In [0]:
try:
    # %tensorflow_version only exists in Colab.
    %tensorflow_version 2.x
except Exception:
    pass

In [0]:
import os
import sys
import math
import time
import itertools

import tensorflow as tf
import random
import numpy as np
import pandas as pd
import matplotlib.pyplot as plt

from tensorflow import keras
from sklearn.preprocessing import OneHotEncoder

%matplotlib inline

Code is based on: \\
[TensorFlow Transformer tutorial](https://www.tensorflow.org/tutorials/text/transformer) \\
[The annotated Transformer](http://nlp.seas.harvard.edu/2018/04/03/attention.html)

# Transformer

![](https://www.tensorflow.org/images/tutorials/transformer/transformer.png)

![](https://www.tensorflow.org/images/tutorials/transformer/multi_head_attention.png)

![](https://www.tensorflow.org/images/tutorials/transformer/scaled_attention.png)


Encoder layer attention
![](http://nlp.seas.harvard.edu/images/the-annotated-transformer_119_1.png)

Decoder layer attention
![](http://nlp.seas.harvard.edu/images/the-annotated-transformer_119_11.png)

# BERT - bidirectional pretraining of Transformer

![](https://drive.google.com/uc?export=view&id=1LfLDPCHlovwwChNGPq8ArExk1uUshuVM)

# Transformer for other tasks

Transformers and self-attention module are not used only in NLP. They are widely used in Deep Learning. 



*   Generative models - [Self-Attention Generative Adversarial Networks](https://arxiv.org/pdf/1805.08318.pdf), [Music Transformer](https://openreview.net/pdf?id=rJe4ShAcF7)
*   Computer Vision - [Image Transformer](https://arxiv.org/pdf/1802.05751.pdf), [Stand-Alone Self-Attention in Vision Models](https://arxiv.org/pdf/1906.05909.pdf), [Attention Augmented Convolutional Networks](http://openaccess.thecvf.com/content_ICCV_2019/papers/Bello_Attention_Augmented_Convolutional_Networks_ICCV_2019_paper.pdf)
*   Graphs processing - [Graph Attention Networks](https://arxiv.org/pdf/1710.10903.pdf), [Molecule Attention Transformer](https://arxiv.org/pdf/2002.08264.pdf)
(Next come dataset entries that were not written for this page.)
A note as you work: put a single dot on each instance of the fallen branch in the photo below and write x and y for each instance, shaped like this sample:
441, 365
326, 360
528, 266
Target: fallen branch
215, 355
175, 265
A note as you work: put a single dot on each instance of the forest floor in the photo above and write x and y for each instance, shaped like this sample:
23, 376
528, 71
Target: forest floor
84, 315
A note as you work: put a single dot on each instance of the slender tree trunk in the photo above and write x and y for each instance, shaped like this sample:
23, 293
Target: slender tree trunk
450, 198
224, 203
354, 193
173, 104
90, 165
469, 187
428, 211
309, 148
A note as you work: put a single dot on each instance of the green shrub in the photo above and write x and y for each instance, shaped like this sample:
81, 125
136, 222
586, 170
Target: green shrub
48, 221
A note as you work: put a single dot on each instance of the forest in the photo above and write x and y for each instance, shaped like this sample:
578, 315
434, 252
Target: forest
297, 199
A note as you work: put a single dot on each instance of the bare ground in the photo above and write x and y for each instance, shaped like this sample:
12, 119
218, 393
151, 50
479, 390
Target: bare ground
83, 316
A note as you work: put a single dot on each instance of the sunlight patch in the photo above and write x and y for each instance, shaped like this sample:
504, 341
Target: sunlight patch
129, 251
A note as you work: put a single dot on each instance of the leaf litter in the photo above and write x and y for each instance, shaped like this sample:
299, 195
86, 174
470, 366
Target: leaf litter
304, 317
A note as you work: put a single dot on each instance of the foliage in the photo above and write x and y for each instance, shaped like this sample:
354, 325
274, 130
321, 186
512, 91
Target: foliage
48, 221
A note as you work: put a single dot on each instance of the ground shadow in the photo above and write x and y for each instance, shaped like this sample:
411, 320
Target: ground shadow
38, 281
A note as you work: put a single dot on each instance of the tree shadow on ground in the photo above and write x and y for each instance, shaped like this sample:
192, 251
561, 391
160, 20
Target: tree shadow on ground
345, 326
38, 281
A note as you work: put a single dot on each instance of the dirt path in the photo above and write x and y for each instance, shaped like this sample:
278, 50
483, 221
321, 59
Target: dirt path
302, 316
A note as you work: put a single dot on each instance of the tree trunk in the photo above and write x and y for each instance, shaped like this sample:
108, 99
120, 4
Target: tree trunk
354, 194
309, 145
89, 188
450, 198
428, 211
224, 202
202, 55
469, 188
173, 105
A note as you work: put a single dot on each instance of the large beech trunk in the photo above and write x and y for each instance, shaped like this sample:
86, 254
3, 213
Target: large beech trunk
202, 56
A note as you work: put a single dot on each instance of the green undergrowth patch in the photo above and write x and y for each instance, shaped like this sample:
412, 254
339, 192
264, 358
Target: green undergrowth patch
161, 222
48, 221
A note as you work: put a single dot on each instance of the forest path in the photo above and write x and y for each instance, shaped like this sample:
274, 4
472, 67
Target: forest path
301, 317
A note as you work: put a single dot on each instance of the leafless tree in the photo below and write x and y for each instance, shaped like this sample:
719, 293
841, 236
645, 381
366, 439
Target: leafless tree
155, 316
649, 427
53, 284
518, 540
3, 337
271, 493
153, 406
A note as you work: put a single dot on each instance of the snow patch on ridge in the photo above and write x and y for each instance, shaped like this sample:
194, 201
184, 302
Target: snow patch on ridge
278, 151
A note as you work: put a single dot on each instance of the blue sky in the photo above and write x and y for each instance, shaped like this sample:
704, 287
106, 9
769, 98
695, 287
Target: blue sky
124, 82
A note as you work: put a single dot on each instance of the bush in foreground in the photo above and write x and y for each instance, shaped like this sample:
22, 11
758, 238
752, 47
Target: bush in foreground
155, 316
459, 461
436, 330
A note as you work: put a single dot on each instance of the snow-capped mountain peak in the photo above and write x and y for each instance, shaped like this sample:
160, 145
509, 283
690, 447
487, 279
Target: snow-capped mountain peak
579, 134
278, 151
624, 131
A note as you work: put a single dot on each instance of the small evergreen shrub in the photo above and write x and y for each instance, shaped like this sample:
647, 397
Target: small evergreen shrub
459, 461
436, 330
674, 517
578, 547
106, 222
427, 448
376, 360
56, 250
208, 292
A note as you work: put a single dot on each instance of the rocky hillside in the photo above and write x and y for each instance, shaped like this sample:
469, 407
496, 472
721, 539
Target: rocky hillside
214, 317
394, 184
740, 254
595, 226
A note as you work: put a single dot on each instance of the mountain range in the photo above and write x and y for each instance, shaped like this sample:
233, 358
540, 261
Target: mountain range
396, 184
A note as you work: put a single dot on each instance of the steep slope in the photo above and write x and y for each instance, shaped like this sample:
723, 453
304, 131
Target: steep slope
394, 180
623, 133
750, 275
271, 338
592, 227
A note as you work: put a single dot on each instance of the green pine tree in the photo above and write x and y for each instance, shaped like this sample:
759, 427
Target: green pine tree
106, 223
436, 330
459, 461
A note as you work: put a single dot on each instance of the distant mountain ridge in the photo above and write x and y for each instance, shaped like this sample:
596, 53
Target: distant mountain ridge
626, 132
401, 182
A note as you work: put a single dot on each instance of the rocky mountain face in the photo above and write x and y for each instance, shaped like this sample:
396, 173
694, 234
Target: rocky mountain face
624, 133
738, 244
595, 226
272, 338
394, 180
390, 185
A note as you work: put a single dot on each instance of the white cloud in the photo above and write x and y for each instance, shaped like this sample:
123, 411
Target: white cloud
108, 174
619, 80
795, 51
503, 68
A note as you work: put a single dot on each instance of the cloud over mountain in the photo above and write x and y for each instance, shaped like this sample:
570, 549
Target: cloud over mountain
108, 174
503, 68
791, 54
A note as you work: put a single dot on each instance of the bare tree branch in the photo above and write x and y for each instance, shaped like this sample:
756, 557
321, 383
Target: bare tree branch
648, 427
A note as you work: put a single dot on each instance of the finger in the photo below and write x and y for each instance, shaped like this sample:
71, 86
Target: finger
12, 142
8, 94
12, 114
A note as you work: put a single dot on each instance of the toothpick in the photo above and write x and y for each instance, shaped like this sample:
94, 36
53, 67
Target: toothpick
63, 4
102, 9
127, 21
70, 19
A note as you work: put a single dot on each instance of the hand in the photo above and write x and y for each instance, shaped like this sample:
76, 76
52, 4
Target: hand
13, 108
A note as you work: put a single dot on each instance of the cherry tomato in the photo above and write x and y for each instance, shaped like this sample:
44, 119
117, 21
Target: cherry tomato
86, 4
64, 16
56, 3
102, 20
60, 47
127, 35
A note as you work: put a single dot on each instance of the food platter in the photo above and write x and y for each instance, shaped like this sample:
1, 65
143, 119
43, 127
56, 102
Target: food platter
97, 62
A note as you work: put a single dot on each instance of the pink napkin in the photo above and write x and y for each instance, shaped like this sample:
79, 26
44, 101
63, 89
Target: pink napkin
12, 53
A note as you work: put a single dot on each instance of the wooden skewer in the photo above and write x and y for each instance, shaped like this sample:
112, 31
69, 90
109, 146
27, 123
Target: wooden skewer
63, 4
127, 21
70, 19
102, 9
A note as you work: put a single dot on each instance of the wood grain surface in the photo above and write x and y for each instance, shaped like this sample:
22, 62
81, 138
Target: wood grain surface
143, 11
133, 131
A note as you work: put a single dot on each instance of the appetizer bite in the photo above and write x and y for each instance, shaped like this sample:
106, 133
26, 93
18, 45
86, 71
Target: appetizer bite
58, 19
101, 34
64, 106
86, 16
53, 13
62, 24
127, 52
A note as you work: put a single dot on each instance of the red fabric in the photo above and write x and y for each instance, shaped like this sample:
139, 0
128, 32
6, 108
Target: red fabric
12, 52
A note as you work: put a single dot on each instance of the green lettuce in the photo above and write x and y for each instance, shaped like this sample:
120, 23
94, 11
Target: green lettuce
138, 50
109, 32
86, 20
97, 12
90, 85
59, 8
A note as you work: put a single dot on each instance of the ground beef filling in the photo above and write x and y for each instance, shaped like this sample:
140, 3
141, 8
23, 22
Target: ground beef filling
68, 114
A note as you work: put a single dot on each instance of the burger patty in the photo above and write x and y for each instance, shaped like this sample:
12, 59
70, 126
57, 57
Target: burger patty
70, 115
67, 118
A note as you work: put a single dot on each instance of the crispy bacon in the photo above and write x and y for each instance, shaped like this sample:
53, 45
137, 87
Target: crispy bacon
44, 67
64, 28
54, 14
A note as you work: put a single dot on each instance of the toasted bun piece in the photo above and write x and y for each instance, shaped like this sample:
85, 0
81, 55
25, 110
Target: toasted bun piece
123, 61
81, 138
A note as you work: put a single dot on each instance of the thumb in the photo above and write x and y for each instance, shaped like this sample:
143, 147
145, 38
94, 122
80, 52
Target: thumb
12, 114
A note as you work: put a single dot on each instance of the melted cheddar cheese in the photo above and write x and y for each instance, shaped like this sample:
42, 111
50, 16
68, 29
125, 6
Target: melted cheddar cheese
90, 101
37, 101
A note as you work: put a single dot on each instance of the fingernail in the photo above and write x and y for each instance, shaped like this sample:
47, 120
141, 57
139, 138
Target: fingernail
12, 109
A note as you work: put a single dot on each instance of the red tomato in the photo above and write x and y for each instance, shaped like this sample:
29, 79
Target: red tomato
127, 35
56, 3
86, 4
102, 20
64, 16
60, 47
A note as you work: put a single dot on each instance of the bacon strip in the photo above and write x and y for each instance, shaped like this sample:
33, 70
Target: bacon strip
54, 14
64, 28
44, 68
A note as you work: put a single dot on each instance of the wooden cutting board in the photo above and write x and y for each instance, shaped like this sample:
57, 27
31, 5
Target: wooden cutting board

## IMDB Movie reviews dataset for sentiment classification - once again

**Overview**

This dataset contains movie reviews along with their associated binary sentiment polarity labels. It is intended to serve as a benchmark for sentiment classification.

**Dataset**

The core dataset contains 50,000 reviews split evenly into 25k train and 25k test sets. The overall distribution of labels is balanced (25k pos and 25k neg).

In the entire collection, no more than 30 reviews are allowed for any given movie because reviews for the same movie tend to have correlated ratings. Further, the train and test sets contain a disjoint set of movies, so no significant performance is obtained by memorizing movie-unique terms and their associated with observed labels. In the labeled train/test sets, a negative review has a score <= 4 out of 10, and a positive review has a score >= 7 out of 10. Thus reviews with more neutral ratings are not included in the train/test sets.

**Model**

This time to classify reviews, we will use the Transformer model for classification (just encoder part).

In [0]:
from keras.datasets import imdb

(x_train, y_train), (x_test, y_test) = imdb.load_data()
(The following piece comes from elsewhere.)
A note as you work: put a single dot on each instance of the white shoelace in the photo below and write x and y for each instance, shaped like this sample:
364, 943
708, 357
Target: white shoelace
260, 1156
x_train = keras.preprocessing.sequence.pad_sequences(x_train, maxlen=200, padding='post')

MAX_SEQUENCE_LEN = x_train.shape[1]
WORDS_IN_CORPORA = np.max(x_train) + 1

x_test = keras.preprocessing.sequence.pad_sequences(x_test, maxlen=MAX_SEQUENCE_LEN, padding='post', truncating='post')

In [0]:
x_train.shape, y_train.shape, x_test.shape, y_test.shape, WORDS_IN_CORPORA

In [0]:
words2index = imdb.get_word_index()
index2word = {v: k for k,v in words2index.items()}
imdb_words = [v for k,v in sorted(index2word.items())]
len(imdb_words)

In [0]:
imdb_words[0:5]

## Positional encoding

Since this model doesn't contain any recurrence or convolution, positional encoding is added to give the model some information about the relative position of the words in the sentence.

The positional encoding vector is added to the embedding vector. Embeddings represent a token in a d-dimensional space where tokens with similar meaning will be closer to each other. But the embeddings do not encode the relative position of words in a sentence. So after adding the positional encoding, words will be closer to each other based on the similarity of their meaning and their position in the sentence, in the d-dimensional space.
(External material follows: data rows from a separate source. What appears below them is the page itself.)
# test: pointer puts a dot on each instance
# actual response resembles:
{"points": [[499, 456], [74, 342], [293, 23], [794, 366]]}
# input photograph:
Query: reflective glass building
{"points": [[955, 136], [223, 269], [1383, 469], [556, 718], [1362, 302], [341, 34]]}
$PE_{(pos,2i)} = sin(pos / 10000^{2i/d_{\text{model}}})$ \\
$PE_{(pos,2i+1)} = cos(pos / 10000^{2i/d_{\text{model}}})$

![](http://nlp.seas.harvard.edu/images/the-annotated-transformer_49_0.png)

In [0]:
def get_angles(pos, i, d_model):
  angle_rates = 1 / np.power(10000, (2 * (i//2)) / np.float32(d_model))
  return pos * angle_rates

In [0]:
def positional_encoding(text_len, d_model):
  angle_rads = get_angles(np.arange(text_len)[:, np.newaxis],
                          np.arange(d_model)[np.newaxis, :],
                          d_model) # (text_len, d_model)
  
  # apply sin to even indices in the array; 2i
  angle_rads[:, 0::2] = np.sin(angle_rads[:, 0::2])
  
  # apply cos to odd indices in the array; 2i+1
  angle_rads[:, 1::2] = np.cos(angle_rads[:, 1::2])
    
  pos_encoding = angle_rads[np.newaxis, ...] # (1, text_len, d_model)
    
  return tf.cast(pos_encoding, dtype=tf.float32)

## Masking

Mask all the pad tokens in the batch of sequence. It ensures that the model does not treat padding as the input during the calculation of self-attention. 

The mask indicates where pad value 0 is present: it outputs a 1 at those locations, and a 0 otherwise.

In [0]:
def create_padding_mask(seq):
  seq = tf.cast(tf.math.equal(seq, 0), tf.float32)
  
  # add extra dimensions to add the padding
  # to the attention logits.
  return seq[:, tf.newaxis, tf.newaxis, :]  # (batch_size, 1, 1, seq_len)

## Scaled dot product self-attention

![](https://www.tensorflow.org/images/tutorials/transformer/scaled_attention.png)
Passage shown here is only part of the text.